Monsters have been part of storytelling since the earliest times and the Minotaur is one of the most famous. Half-man, half-bull with a face only a mother could love, let us creep into the labyrinth to make ourselves known to him.
Back in the days of ancient Greece, it was considered very poor form to appropriate for oneself an animal marked for sacrifice to the gods. It worked like this: an animal was fed and cared for, protected from predators, washed, groomed, and coddled until the time came for it to be taken to the altar of the relevant god and sacrificed for the glory of that god. Gods were given the pick of the herd because, you know, only the best will do.

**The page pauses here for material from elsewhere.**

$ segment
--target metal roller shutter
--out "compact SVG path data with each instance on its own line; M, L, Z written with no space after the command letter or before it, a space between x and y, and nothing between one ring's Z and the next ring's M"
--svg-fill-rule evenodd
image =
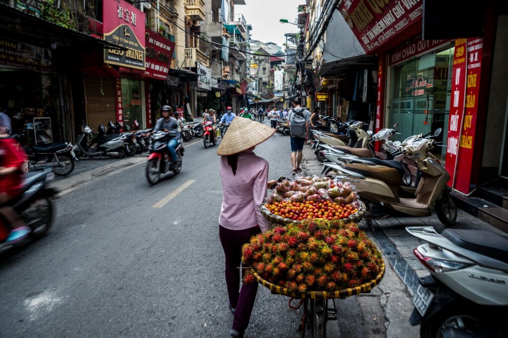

Bear with me, this is leading somewhere.
In ancient Crete, three brothers were vying for the kingship. One brother, Minos, declared he was the most logical choice because he enjoyed the gods’ favor so much so that if he asked the gods for something, he’d get it immediately. To demonstrate his claim, he prayed to the sea god Poseidon asking that a bull appear from the ocean (yes, the ocean!) and promising to sacrifice that bull to the god.
Sure enough, a bull appeared from the ocean – and not just any bull – this was a magnificent snow-white creature quite unlike anything anyone had ever seen. A bull among bulls. Politics being what it always has been – who you know – Minos became king.
Dearie me, what should Minos do but decide not to keep his side of the bargain. Thinking that the bull would be better off in his own fields servicing his cattle, he sacrificed a lesser bull to Poseidon instead. You’d think he’d have known better.
Gods don’t do run-of-the-mill punishments and the angry Poseidon came up with a doozy. Pasiphae was Minos’s wife and Poseidon decided to make her fall in love with the white bull. Yes, you read that right. She was overcome with an unquenchable passion for the beast and well, what do you know, by hook and by crook they got together and she found herself pregnant.
When the child was born, he had a human body and the head and tail of a bull. It was truly a face only a mother could love. Minos was rather put off and soon ordered a massive labyrinth to be built to both house and hide the horrible hybrid creature. This perhaps wasn’t as cruel as it sounds because the Minotaur, as he was known, liked to eat people. By the way, the maze was designed and constructed by Daedalus; you might know his name as the father of Icarus, the boy who flew too close to the sun. The years rolled by and the Minotaur lived in his lonely prison eating the occasional prisoner, I suppose.
I can’t help feeling a bit sorry for the Minotaur. I like to think, however, that his mom never stopped loving her strange little boy-bull.
One day, Minos’s son, Androgeos, was accidentally killed while visiting Athens and Minos was so enraged that he attacked Athens in revenge. Minos never did things by halves and he decided that every year (some sources say every nine years) the Athenians had to send fourteen young people to Crete as a tribute to him. Those teenagers were fated to be Minotaur munchies.
This went on for a time until Theseus, son of the king of Athens, decided he’d take it upon himself to kill the Minotaur. Off he went to Crete and, luckily for him, met one of Minos’s daughters, Ariadne, who fell in love with him. She knew a thing or two about the labyrinth and gave Theseus a ball of string so he could tie one end to the opening of the maze and then follow it back afterwards. She evidently preferred Theseus over her half-brother the Minotaur.
Theseus killed the Minotaur seemingly without too much effort. (I put it down to diet – if only the Minotaur had been given some vegetables. Bulls are herbivores after all.) The Athenian then escaped from the labyrinth by following the string back to the entrance, then sailed back to Athens with Ariadne and her sister Phaedra, who was also in love with Theseus (who seems to have been quite a babe-magnet). There’s a whole other tragic story about Theseus, Ariadne, and Phaedra, but now’s not the time for it.
The moral of our story is that if you promise the gods you’re going to sacrifice them a beautiful snow-white bull, you had better do it, because otherwise your spouse is likely to present you with one very unattractive baby.
As a postscript, I can’t help feeling a bit sorry for the Minotaur. He was a monster, an outcast, a fearsome man-eater, but he was also the innocent victim of his stepfather’s pride and it seems hardly fair that he had a miserable life in a dingy labyrinth detested even by his family. I like to think, however, that his mom never stopped loving her strange little boy-bull.